Building a shared understanding around learning
Learning about learning : Part 2
Figuring out what we mean by “learning” is key to making sense out of this word that is increasingly being used in conversations around change today. I wish I could stop and ask people what they mean when they use they talk about learning. I could almost guarantee that there would be very different responses from each person. That’s not necessarily a bad thing — but it does mean that taking a few minutes to make sure we are clear about what we mean. I am hoping this article will help us take stock and build a shared understanding of the word learning before we move ahead and dig deeper. So it’s not so much about the how here, but the what.

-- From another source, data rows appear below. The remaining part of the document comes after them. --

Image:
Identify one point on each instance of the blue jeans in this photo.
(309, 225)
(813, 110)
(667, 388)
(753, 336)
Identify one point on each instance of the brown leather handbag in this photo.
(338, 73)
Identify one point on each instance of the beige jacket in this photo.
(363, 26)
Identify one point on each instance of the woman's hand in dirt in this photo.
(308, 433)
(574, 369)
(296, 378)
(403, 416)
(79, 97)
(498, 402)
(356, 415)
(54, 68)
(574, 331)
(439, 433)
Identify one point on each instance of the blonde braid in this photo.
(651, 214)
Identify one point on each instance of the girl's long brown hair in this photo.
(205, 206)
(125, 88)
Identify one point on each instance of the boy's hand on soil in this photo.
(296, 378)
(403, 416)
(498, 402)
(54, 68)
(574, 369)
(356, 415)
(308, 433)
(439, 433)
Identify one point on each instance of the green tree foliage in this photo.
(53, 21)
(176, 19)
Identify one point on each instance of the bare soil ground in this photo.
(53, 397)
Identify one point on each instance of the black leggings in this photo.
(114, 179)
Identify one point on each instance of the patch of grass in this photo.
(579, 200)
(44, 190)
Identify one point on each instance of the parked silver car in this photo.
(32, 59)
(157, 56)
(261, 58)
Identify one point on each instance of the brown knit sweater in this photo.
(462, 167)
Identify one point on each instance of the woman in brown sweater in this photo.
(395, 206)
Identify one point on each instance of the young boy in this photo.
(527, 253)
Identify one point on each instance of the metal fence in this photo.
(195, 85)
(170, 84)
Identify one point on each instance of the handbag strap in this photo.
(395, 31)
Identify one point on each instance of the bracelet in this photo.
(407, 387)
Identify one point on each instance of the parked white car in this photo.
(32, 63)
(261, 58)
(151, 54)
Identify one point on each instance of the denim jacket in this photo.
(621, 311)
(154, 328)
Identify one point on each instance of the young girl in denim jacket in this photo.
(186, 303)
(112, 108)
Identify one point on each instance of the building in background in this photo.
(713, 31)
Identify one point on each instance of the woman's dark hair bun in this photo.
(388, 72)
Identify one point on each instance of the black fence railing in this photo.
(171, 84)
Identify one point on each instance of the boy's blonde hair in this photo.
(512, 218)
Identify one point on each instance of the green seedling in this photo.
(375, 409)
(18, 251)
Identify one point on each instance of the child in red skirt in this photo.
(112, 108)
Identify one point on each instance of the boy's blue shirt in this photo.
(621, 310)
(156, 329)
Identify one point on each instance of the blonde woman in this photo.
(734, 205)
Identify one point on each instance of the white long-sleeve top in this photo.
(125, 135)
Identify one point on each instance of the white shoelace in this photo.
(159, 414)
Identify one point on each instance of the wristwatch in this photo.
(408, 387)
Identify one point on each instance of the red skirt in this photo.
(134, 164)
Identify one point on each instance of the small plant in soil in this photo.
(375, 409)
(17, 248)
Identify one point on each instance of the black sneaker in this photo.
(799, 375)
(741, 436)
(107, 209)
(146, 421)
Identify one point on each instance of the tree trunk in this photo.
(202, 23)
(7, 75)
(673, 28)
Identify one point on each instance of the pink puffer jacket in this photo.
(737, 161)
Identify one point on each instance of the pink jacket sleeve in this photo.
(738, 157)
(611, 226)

In my last post we defined learning —
The process of
gaining, acquiring or building on
knowledge, skill or attitude by
study, experience or instruction
which causes significant change in
self — conscious or subconsciously
is called learning.
For me one of the most interesting things about that definition was the fact that learning can happen subconsciously also. And that is one of they key differences between learning and education.
Learning and education are often used interchangeably, let’s is examine the two a bit more closely. I have created four spectrums on which we can plot the various experiences to help make sense of what’s going on.
To test this out, I plotted 3 different experiences on these spectrums. Let’s look at how a child first learns the language, it is an informal, on-going process of acquiring knowledge that is driven by curiosity. Studying online using a MOOC is a formal, intermittent process where information is imparted using a curriculum. On the other hand learning how to play an instrument using youtube videos would be an formal yet on-going process of acquiring a skill using a rough curriculum.
If we could plot different learning experiences, we would start seeing distinctions more clearly. For example we would see that few formal learning experiences aid the on-going learning of an individual. This is particularly unfortunate since lifelong learning is what we need to nurture the most. So why is that?
Education as a domain is extremely prone to inertia — it is easier to tweak the existing model than to innovate radically. One frame that can help us transform is designing for learning instead of designing for education.
‘How might we transform schools?’ is a question we’ve been attempting to answer as a community. Interestingly, the origin of the word school in Latin, schola meant intermission of work, leisure for leaning. Look how that has changed!
For me, a better question to think about is —
How might we nurture lifelong learning in individuals?
(And traditional institutions are only one possible solution to the question…)
[Note: “Learning about Learning” is a new series exploring different facets of learning to unravel what it could look like in the future.]